Bien. L’ourlet a assez parlé. Quels signes met-il donc dans cette longue suite de poèmes qui épouse la collection dans laquelle il est publié, et qui nous entraîne dans sa cavalcade verbale éperdue et indomptée ? Les signes reviennent en variations multiples. La bouche / suffocation / cri (12, 17, 33), la respiration / vie du poème (22, 23), la langue / sillon / trait (24, 28), la peau est une membrane fragile à laquelle il faut faire violence pour communiquer (29) : tout, même le silence, tourne autour de la parole. Le Verbe naît dans/de la souffrance corporelle, montrant “l’ours du ciel face au sang de la nuit,” tandis que “le nom du vent” est porté “dans la plaie du poème” par un enfant (“Dans l’esclandre de sable,” 26). Le nom est un important signe d’identité, une résonnance primale ; celui de la poète est “Presque un son de l’acier / mon nom / semé d'ardoise”, 35).

Carole Carcillo Mesrobian. L’ourlet des murs. Poésie. Editions Unicité, 2022. 43 p. Collection Le metteur en signe. ISBN 9782373556865.

Carole Mesrobian emploie trois techniques pour forcer le lecteur à régler sa vision. Une technique utilise l’infiniment concis, utilisant le mot “ça” pour résumer une situation, coupant le poème et le réorientant avec la violence d’un coup de poing. Une deuxième technique met en jeu un glissement infini qui enchaîne des images dissonantes. Ainsi, dans “J’ai tenté de traverser ta peau,” on voit la peau traversée par “une épée de silence” suivie de la “morsure d’un loup,” d’ “une traversée sur un étang de glace”, puis on “ramasse le feu comme le vent des lisières” en ignorant le visage de l’aimé “comme un guillotiné son corps” (29). Ceci donne à certains poèmes une facture surréaliste, notamment “Tu ne fais plus soudure” (31). Une troisième technique joue sur le mot “dans” pour approfondir et dépasser la réalité dans la sobriété.
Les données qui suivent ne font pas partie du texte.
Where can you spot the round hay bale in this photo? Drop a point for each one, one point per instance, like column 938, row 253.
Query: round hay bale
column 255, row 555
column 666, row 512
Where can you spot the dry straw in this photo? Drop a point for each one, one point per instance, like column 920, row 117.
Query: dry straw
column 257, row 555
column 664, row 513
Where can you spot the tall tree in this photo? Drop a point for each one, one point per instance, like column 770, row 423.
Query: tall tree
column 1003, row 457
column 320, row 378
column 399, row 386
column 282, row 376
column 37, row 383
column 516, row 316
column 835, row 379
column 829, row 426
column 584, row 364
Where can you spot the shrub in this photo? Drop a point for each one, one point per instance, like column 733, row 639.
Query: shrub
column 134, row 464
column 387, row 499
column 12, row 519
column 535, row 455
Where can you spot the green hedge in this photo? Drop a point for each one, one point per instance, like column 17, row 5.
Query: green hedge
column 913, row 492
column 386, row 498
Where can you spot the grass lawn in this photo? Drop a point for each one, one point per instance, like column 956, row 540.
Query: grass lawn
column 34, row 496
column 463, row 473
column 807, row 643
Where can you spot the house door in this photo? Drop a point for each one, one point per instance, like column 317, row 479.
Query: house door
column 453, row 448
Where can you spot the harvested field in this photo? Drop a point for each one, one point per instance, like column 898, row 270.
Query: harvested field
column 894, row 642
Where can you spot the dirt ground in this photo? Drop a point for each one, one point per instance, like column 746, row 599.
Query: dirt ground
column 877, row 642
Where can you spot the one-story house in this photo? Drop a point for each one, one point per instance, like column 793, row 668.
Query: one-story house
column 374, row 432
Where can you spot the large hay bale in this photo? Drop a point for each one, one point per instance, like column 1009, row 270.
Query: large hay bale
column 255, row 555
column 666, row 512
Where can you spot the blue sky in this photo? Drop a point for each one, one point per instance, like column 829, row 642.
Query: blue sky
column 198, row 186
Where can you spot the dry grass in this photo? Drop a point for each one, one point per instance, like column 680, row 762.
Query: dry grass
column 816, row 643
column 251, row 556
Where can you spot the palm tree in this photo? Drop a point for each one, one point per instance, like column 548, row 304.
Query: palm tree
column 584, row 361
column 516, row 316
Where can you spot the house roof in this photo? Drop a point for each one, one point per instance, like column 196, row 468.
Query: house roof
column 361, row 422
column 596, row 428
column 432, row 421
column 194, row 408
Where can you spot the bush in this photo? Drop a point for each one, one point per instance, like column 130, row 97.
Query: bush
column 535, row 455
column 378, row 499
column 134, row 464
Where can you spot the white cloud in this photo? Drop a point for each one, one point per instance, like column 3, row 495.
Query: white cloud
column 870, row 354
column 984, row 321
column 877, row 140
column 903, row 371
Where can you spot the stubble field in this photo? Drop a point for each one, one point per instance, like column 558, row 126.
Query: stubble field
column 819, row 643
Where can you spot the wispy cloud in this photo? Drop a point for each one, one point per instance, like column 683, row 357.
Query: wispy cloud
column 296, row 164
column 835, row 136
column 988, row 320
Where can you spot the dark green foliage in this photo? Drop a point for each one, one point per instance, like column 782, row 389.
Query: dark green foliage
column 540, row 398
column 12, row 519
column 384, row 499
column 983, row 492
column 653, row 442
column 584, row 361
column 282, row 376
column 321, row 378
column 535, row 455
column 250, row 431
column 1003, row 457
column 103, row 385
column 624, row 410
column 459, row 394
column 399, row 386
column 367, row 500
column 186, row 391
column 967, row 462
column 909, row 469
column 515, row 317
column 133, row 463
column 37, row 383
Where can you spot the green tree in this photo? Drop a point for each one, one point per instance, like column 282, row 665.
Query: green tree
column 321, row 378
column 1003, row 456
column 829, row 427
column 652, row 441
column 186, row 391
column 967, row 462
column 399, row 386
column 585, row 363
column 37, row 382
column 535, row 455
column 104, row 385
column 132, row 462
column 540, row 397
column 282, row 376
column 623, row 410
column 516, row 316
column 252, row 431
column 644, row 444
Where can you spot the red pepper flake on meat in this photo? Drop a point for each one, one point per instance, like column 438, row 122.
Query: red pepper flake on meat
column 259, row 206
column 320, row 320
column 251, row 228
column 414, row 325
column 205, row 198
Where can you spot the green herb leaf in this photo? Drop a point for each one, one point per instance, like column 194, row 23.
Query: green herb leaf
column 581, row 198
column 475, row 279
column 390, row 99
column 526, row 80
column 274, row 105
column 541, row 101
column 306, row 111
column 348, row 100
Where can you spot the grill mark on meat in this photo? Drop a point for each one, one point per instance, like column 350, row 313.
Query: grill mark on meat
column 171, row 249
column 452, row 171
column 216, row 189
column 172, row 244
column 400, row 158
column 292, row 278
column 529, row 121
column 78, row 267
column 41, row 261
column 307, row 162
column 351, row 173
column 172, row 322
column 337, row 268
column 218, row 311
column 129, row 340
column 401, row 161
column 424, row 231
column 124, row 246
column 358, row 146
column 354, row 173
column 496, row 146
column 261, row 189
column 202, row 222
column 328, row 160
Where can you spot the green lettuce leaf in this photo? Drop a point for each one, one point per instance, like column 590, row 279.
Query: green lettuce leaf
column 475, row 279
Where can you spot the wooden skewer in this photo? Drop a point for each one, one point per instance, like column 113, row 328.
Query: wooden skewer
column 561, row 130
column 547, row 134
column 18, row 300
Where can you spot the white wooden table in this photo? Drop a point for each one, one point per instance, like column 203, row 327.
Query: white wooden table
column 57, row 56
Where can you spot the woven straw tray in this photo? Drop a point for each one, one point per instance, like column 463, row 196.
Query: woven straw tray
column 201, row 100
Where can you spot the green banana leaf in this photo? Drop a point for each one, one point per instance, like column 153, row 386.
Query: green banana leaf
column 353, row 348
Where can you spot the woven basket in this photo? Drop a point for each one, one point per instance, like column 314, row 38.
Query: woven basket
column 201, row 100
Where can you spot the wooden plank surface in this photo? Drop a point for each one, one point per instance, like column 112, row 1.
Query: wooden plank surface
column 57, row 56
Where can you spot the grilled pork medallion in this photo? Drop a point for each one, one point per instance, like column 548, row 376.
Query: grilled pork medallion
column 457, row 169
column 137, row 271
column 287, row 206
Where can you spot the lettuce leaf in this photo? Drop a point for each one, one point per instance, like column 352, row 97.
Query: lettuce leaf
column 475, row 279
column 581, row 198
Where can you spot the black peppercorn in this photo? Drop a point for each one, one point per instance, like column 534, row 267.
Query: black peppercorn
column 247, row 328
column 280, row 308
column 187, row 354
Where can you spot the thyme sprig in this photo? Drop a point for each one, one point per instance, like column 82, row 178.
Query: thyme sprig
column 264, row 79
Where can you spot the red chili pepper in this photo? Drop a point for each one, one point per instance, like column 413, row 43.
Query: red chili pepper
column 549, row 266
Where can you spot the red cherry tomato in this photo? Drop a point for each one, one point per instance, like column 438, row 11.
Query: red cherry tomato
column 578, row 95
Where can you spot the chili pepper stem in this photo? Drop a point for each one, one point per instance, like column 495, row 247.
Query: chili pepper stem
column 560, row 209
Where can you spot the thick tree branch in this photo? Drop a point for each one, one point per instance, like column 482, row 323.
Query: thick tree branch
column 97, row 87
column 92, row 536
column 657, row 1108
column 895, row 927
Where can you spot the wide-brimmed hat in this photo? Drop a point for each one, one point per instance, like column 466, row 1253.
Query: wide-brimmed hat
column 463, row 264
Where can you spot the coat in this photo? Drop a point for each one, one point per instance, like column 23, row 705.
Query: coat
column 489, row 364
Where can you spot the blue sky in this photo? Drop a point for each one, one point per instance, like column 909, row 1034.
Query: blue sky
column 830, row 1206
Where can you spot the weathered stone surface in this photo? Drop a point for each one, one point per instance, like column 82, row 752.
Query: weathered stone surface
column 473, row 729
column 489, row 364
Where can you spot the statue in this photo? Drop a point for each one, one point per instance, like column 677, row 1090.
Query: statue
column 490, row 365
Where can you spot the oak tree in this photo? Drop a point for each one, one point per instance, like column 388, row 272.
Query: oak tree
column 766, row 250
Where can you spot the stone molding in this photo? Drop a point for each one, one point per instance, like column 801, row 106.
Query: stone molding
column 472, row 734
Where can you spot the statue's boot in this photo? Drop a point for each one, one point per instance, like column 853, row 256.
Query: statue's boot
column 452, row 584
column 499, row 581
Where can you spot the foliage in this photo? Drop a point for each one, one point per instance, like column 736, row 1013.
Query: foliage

Il y a “le nom dans le nom,” (27) et “la vie dans la vie” (34), et encore (32) :

Certainement ou pas
Comme le bleu dans le bleu
L’arbre dans l’arbre
Dispersés dans le bruit séculaire des aubes
Peut-être d’ailleurs qu’il n’y en a qu’une
et que les jours feignent d’exister

Le temps parfois s’arrête (37) dans cet univers en/déraciné où la poète

verse[s] [t]a parole à l’endroit du silence
là où suinte la trace épaisse
des autrefois
naguère encore
jouxte les mots
qui se fissurent
où perce la lumière (38).

Productrice, revuiste, critique littéraire, performeuse, auteure de vingt-six recueils de poésie, publiée dans vingt-six revues, co-éditrice de revues et de maisons d’édition, Carole Marcillo Mesrobian décline infatigablement l’univers des maisons d’édition et des revues qui, loin des tambours publicitaires, chantent l’avenir de la poésie libre et du verbe imprimé.